The meeting was to be in his new building in the KLCC. I entered its lobby and a guard pointed ne to a reception area where visitors were queuing to get a digital pass to the floor they wanted to go to. 

I reached the front desk and produced my press card. Two men appeared instantly and indicated I was to follow. Of course, a lift was waiting.

It was somewhere near the top, a whole floor actually; very cool and pin-drop silent. There was artwork everywhere with paintings stashed along the walls of the thickly carpeted floor. 

I was led along to a waiting room where a television was playing and there were magazines about. 

Coffee? 

Yes, indeed. 

They brought it and very good stuff it was too. None of your Nescafe’s or what-have-yous!
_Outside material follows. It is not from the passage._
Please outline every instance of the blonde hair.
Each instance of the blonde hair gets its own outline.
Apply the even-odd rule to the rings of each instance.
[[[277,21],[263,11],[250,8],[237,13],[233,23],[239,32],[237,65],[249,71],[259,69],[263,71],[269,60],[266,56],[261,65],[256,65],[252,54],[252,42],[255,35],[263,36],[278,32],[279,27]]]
I didn’t see a soul but could hear telephones going so there was life on the planet. I looked at the framed pictures on the wall which seemed to be all of his children.

He came in quietly and I didn’t know it until he spoke. He was dressed very casually in an open necked shirt and jeans and his smile was broad and seemed genuine. 

After some desultory conversation, he declared he was famished and hadn’t lunched – it was 3.30 pm – and declared we would have tea. 

A lady brought in the tea things and a large cake. I accepted the tea and declined the cake. He cut himself a generous slice and pronounced it satisfactory. 

Then he held forth on healthy living and revealed that the cake had been made without butter or anything which bore malicious intent towards his cardiovascular system. 

At the time, he must have been in his sixties but looked younger and, what with a fat-free diet amid rigorous exercise, seemed bent on outliving Kirk Douglas. 

His summons still remains a mystery. We talked about a great deal –  his art, his family, mine, education – but there were no revelations and no market-moving scoop. 

It was, indeed, a “nice chat.”

Just before I left, he declared he had a gift for me and, with a flourish, handed me one of those cakes in a gift-wrapped box. 

He said I should live healthier. 

Like most of the evening, it was a “nice” moment.  

I obtained more information from the bodyguards accompanying me down. They seemed friendly now that I’d met the “boss” and informed me that he was a workaholic who was frequently the last to leave the building. 

I noticed Hassan, my then driver, eyeing the cake covetously and offered it to him. As was his wont, he agreed. He was never a man to look a gift horse in the mouth. 

I remembered the cake the next day and asked Hassan how it had been received. 

“Terrible,” he said. “Even the children refused to eat it”.

So, he tried it on his chickens.

Ditto, it seems. 

(It’s a damn sight funnier in Malay).